Section: Non-Mammalian Cytometry

Topic 10. Beyond Cells: “We Sort all of the Above,” Kathryn Fox, UWCCC Flow Cytometry Laboratory & Christiane Hassel, IUB Flow Cytometry Core Facility

Location: Terrace IV

Sometimes preparing samples for analysis and sorting requires thinking outside the box. We’ll discuss what to consider when working with samples that either aren’t human or mouse in origin, or are tricky to analyze or sort in general.

Section: Core Management

Topic 11. SRL Best Practices: The Role in Rigor and Reproducibility, Joanne Lannigan, Director, Flow Cytometry Core, University of Virginia

Location: Terrace IV

In November 2016 an ISAC Shared Resource Laboratory (SRL) Task Force published a document outlining a set of “best practices” for SRLs or Core Facilities to use as a general guide for achieving and maintaining standards of excellence in the services they provide. Recently there has been a great deal of focus on rigor and reproducibility in science. How will the implementation of best practices support rigor and reproducibility? What role do SRLs have in promoting rigor and reproducibility? How will these efforts ultimately benefit the SRL? Come join the discussion to find out.

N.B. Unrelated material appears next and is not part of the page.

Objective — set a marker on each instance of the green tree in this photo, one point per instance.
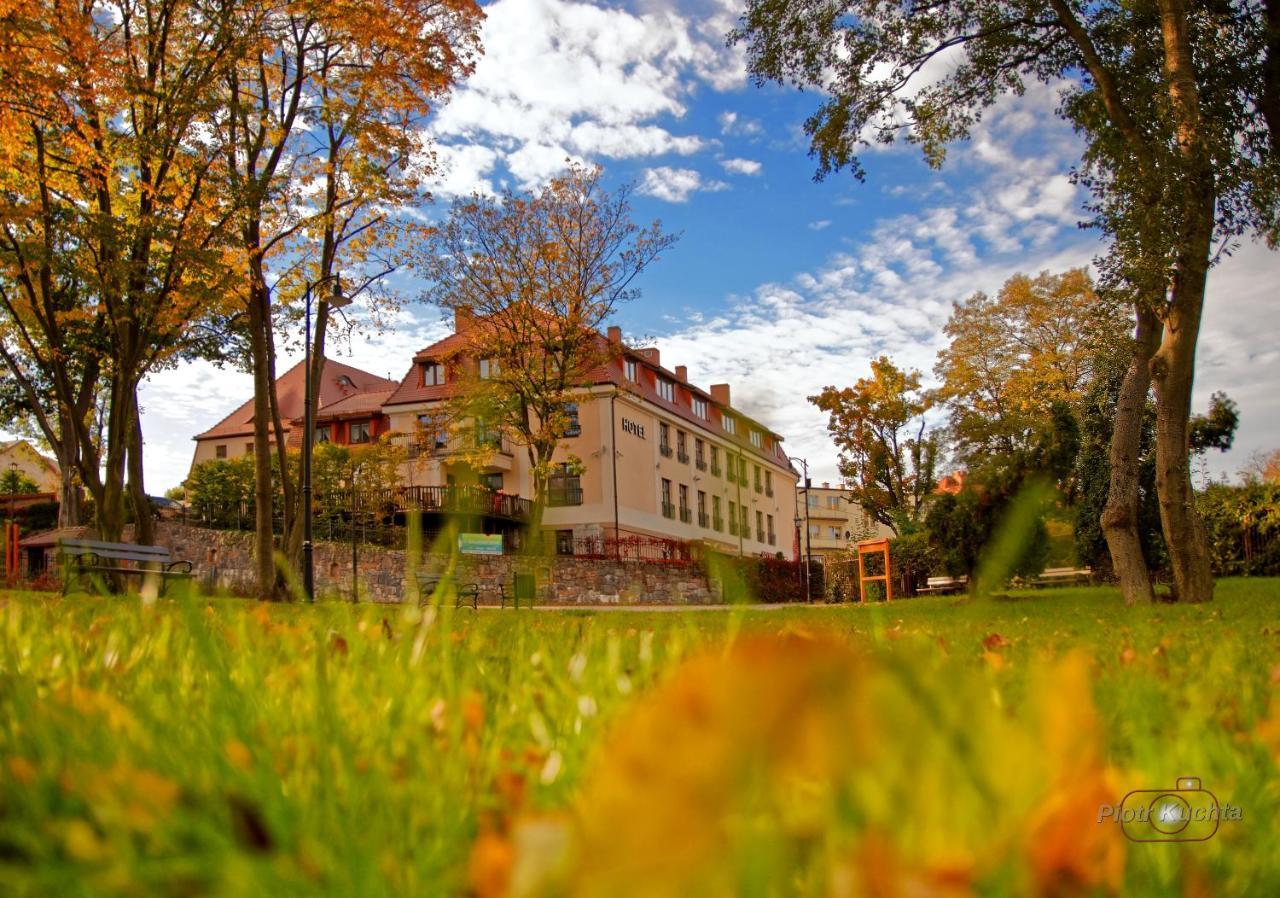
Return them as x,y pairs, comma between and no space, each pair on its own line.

Topic 12. SCYM Exam, Jessica Back, Associate Director, Microscopy, Imaging, and Cytometry Resources Core, Karmanos Cancer Institute, Wayne State University.

Location: Terrace IV

The new Specialist in Cytometry Certification (SCYM) was created through a joint effort by ISAC, the International Clinical Cytometry Society (ICCS), and the American Society for Clinical Pathology Board of Certification (ASCP BOC) and was launched in fall of 2017. The SCYM replaces the International Cytometry Certification Exam (ICCE) and the ASCP BOC’s Qualification in Cytometry (QCYM) recognition program. The eligibility requirements for new applicants, credential maintenance, and frequently asked questions about the SCYM will be addressed.